ROME — At least 20 African migrants drowned Thursday when a dinghy carrying about 45 people sank off the coast of Tunisia.

The small boat was attempting to cross the Strait of Sicily on Christmas Eve day to reach the Italian island of Lampedusa, a common point of arrival for African migrants attempting to enter Europe, according to Mohamed Zekri, spokesman for the Tunisian Defense Ministry.

The Tunisian Coast Guard rescued five people who are in serious condition and was still searching for about 20 more who were still unaccounted for. A Coast Guard spokesman in Sfax, Ali al-Ayari, confirmed the migrants were all from sub-Saharan Africa.

The official also noted that the dinghy sank about six miles off the coast of Sfax, a port city that has become a popular departure point for African migrants looking to get to Europe.

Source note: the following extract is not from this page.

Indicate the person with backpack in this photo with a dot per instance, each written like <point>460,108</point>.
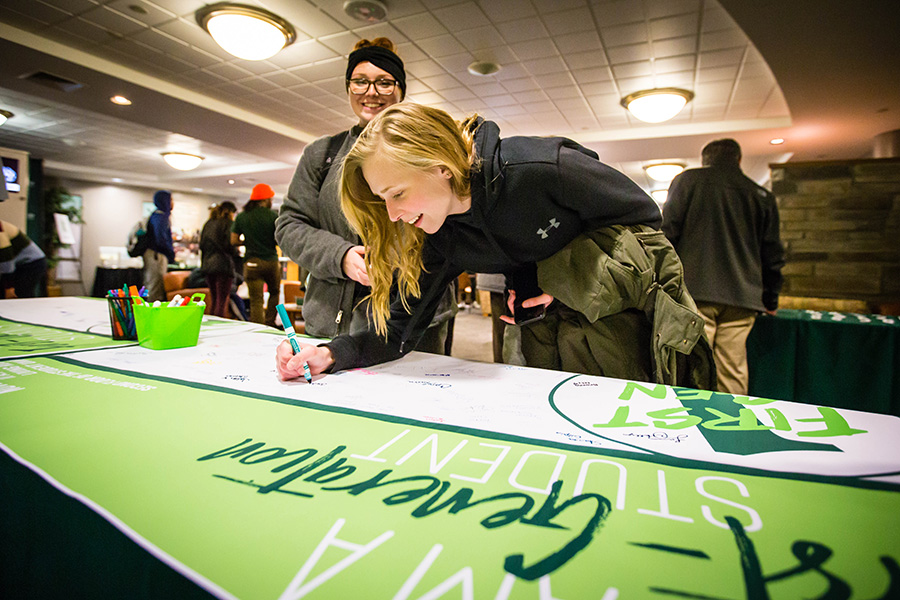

On the same morning of December 24, nongovernmental organization Alarm Phone, which monitors migrant boats in the Mediterranean, reported that a craft fleeing Libya and carrying 65 people, including several children, was in trouble, adrift between the Tunisian Kerkennah islands and Lampedusa.

The boat eventually reached Malta and was awaiting rescue.

In noting news of the Tunisian shipwreck, Alarm Phone blamed the tragedy not on unscrupulous human traffickers, but on Europe. “Europe’s borders kill,” it said in a tweet.